New cell type found in lungs

(ORDO NEWS) — Scientists have discovered an entirely new type of cell lurking in the thin, branched passageways of the human lung.

According to a new study, these cells play a vital role in keeping the respiratory system functioning properly and could even be the source of new treatments that could reverse the effects of some smoking-related diseases.

Cells known as airway secretory cells (RAS) are found in tiny, branching passages known as bronchioles, which are topped by alveoli, small air sacs that exchange oxygen and carbon dioxide with the bloodstream.

The new RAS cells are like stem cells – blank canvas cells that can differentiate into any other cell type in the body – and are able to repair damaged alveolar cells and grow into new ones.

The researchers discovered the RAS cells after growing frustrated with the limitations of using mouse lungs as a model of the human respiratory system. However, due to some differences between them, scientists are having a hard time filling in some of the gaps in knowledge about the human lungs.

To better understand these differences at the cellular level, the team took lung tissue samples from healthy human donors and analyzed the genes in individual cells, revealing previously unknown RAS cells.

“It has long been known that the airways of the human lung are different from those of mice,” study senior author Edward Morrisey, a professor of respiratory systems at the University of Pennsylvania’s Perelman School of Medicine, told Live Science. “But developing technology has only recently allowed us to take samples and identify unique cell types.”

The team also found RAS cells in ferrets, whose respiratory systems are more human-like than those of mice. As a result, researchers suspect that most mammals, whether equal or larger in size, likely have RAS cells in their lungs, Morrisay said.

RAS cells perform two main functions in the lungs. First, they release molecules that maintain fluid in the bronchioles, helping to prevent destruction of the tiny airways and maximizing the efficiency of the lungs.

Second, they can act as progenitor cells for alveolar type 2 (AT2) cells, a special type of alveoli that secrete a chemical that is partly used to repair other damaged alveoli (progenitor cells are cells that can differentiate into another type of alveolus). cells, just as stem cells differentiate into other cells).

“RAS cells are what we have called facultative progenitors,” Morrissey said, “which means they act as progenitor cells and also play an important functional role in maintaining respiratory health.” This means RAS cells play a vital role in keeping the lungs healthy, he added.

Researchers believe that RAS cells may play a key role in smoking-related diseases such as chronic obstructive pulmonary disease (COPD). COPD is the result of inflammation of the airways inside the lungs, which can be caused by smoking and sometimes air pollution, according to the Mayo Clinic.

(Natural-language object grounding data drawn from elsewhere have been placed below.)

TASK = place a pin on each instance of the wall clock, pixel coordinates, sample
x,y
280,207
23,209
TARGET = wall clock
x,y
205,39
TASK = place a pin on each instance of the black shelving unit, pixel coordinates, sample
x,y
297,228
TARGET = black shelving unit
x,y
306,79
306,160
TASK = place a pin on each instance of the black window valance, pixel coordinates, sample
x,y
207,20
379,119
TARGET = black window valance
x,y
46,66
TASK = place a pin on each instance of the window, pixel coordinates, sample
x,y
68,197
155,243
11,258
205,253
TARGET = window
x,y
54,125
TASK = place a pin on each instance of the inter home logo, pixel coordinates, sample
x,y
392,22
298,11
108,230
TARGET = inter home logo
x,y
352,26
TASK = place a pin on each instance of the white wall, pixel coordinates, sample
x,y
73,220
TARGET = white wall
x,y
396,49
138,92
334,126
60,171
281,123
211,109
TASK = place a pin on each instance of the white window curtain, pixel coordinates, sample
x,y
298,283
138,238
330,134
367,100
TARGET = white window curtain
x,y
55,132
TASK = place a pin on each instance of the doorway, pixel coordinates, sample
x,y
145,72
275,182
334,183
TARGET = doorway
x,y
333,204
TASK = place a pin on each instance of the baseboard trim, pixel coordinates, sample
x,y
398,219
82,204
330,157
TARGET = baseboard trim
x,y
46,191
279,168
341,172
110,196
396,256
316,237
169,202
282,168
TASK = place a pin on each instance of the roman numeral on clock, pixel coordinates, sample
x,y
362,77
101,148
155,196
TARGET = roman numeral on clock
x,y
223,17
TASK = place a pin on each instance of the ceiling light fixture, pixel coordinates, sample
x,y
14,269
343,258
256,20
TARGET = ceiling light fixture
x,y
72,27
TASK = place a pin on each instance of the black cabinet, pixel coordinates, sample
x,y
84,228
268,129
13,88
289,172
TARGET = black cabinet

Inflammation of the airways makes it harder for the lungs to get enough oxygen, which is why COPD has symptoms similar to asthma.

COPD can also lead to emphysema, in which the alveoli are permanently destroyed, and chronic bronchitis, a long and intense cough, usually accompanied by copious sputum. According to the World Health Organization, more than 3 million people worldwide die each year from COPD.

Theoretically, RAS cells should prevent or at least alleviate the effects of COPD by repairing damaged alveoli. However, researchers suspect that smoking can damage or even completely destroy new cells, leading to diseases such as COPD.

Patients with COPD are often prescribed anti-inflammatory drugs or oxygen therapy to relieve symptoms. However, these are only temporary solutions and do nothing to reverse lung damage.

RAS cells have the potential to be used to improve the treatment or even cure of COPD if researchers can properly exploit the regenerative properties of these cells.

“We don’t yet know if this discovery could lead to a potential cure for COPD,” Morrissey said. “However, since COPD is a disease that we know very little about, any new discovery should help our field start thinking about new therapeutic approaches that could lead to better treatments.”